Five Harvard students took a historic step in fast food history recently by sending a hamburger 30 kilometers in the air and into the Earth’s stratosphere.

A camera accompanied the hamburger on the Oct. 27 helium-balloon ride and recorded the pioneering sandwich floating above the trees, through the clouds, and above Earth’s curve, with outer space in the background.

The students posted a three-minute video of the hamburger’s journey on YouTube, calling it “Operation Skyfall: First Hamburger in Space.” The quirky video has been viewed over 150,000 times in less than a week.

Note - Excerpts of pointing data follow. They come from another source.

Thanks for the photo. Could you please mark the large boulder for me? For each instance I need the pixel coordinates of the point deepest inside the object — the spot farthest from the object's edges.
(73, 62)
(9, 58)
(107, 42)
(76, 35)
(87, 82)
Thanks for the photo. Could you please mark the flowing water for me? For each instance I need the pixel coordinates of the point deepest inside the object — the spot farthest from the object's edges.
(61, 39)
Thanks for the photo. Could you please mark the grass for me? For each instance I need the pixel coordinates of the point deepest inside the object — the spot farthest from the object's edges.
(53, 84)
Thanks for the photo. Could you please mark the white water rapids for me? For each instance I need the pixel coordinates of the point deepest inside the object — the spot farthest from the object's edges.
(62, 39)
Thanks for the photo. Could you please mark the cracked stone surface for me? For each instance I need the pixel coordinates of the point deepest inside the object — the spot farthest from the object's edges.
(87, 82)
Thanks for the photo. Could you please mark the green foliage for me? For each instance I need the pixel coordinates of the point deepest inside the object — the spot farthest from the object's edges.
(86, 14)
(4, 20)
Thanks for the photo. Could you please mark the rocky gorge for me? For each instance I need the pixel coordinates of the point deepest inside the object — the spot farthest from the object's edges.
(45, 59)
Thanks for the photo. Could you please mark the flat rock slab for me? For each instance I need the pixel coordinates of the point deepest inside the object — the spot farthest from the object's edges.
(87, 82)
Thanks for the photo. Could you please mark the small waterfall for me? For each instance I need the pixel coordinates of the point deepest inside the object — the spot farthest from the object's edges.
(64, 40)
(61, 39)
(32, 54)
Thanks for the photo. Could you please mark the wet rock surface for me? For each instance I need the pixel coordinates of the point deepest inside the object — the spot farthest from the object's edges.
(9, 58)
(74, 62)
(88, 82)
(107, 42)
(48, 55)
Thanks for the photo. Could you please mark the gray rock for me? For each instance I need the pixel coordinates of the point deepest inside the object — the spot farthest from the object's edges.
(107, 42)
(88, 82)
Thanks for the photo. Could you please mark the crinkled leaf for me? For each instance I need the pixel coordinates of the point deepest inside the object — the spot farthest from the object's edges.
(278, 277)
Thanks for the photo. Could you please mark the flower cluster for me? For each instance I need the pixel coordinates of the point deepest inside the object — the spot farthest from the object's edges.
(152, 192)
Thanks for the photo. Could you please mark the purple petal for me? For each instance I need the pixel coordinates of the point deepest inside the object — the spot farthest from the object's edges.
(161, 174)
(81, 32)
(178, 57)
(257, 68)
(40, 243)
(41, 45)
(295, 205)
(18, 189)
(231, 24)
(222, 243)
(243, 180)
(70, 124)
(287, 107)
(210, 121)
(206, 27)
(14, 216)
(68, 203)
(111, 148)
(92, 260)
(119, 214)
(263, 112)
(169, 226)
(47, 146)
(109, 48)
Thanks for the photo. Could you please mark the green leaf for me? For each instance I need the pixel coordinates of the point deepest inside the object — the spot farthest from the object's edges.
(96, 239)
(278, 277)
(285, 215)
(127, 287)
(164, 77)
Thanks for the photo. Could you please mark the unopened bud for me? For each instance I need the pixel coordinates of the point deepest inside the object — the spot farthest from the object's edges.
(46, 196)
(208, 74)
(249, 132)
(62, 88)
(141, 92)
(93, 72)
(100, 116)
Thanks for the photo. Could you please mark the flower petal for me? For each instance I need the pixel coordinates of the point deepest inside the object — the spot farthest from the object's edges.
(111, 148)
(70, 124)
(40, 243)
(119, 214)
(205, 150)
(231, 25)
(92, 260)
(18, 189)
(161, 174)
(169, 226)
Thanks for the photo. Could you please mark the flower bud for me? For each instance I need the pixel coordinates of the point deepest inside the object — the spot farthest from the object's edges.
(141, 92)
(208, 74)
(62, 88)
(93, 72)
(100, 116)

balloon6.jpg Renzo Lucioni (pictured, second from left), one of the students who worked on the project, said he had wanted to launch something into space for a while. He was no stranger to daunting projects – he said he built a laser during his freshman year. The Harvard junior got the idea for this project from MIT students who sent a camera into space via helium balloon in 2009.

Lucioni, a computer science major, got together with friends Nuseir Yassin, Daniel Broudy, Matthew Moellman and Jamie Law-Smith (all pictured above) for the “operation.” Early on, they realized they needed financial backing.” There is a global helium shortage that made it difficult and expensive for the students to get their hands on this essential ingredient. In their quest for a sponsor, they sent an email to local hamburger chain, b.good.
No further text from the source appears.